I put the note in my pocket; went out into the corridor and telephoned through to Phelps at The Orange Hatch from the call-box.

When he came on the line I asked him if he'd got the hotel books down in the suite for me to look through. He said he had; that the suite was ready for me and that he'd leave supper. I said that was fine, but that he'd better make it supper for two because I might bring a friend out with me, and that if he had some champagne he could leave that too.

He said he'd look after it.

I went back to the cocktail bar and drank another whisky and soda. I had a peculiar sense of anti-climax. I didn't know why. Because there was nothing else I could do. Mike Linnane knew what he had to do and I hoped he'd do it. All I could do now was to stick around and keep out of the way, just in case I ran into someone I didn't particularly want to talk to.

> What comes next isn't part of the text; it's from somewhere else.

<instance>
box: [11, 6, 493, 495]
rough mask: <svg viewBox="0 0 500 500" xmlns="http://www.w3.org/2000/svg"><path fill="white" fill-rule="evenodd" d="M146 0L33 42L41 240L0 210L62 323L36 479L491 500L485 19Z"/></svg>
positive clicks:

I finished the drink; got into the car and drove to the Police Station. I collected my hundred five-pound notes from the Station Sergeant and gave him a receipt.

Then I took a short-cut back to the sea front. I put my foot on the accelerator and drove through Mapletor along the Churston road to Brixham. I found an attractive inn near the harbour and sat in the bar parlour reading the evening newspapers, smoking and drinking whisky.

AT ten o'clock I finished my drink, stubbed out my cigarette, got into the car and headed for Totnes. I thought at this time of night, with a clear road, it would take me about an hour to get to The Orange Hatch—maybe less.

The night was warm, but by now a little breeze was coming up. I put my foot down on the accelerator and gazed ahead at the white ribbon of road that stretched towards Churston. The moon was nearly full and the countryside looked dreamlike. I drove with one hand and fumbled in my pocket for a cigarette. I tried to kid myself that I wasn't feeling just a little bit nervous. But I knew I was. I came to the conclusion that it doesn't matter how experienced a man is and how many tough spots he's been in, there's always a kick in going into a situation about which you're not quite certain.

After a bit I tried to think about other things. My mind switched over to Lana and I wondered exactly what was going to happen when the Ellerdene case was finished. I felt very glad she'd found out that I was speaking the truth about Dolores Ruthenal. I grinned to myself. Lana was a generous-minded woman. I felt pretty certain she'd make the amende honorable in a big way.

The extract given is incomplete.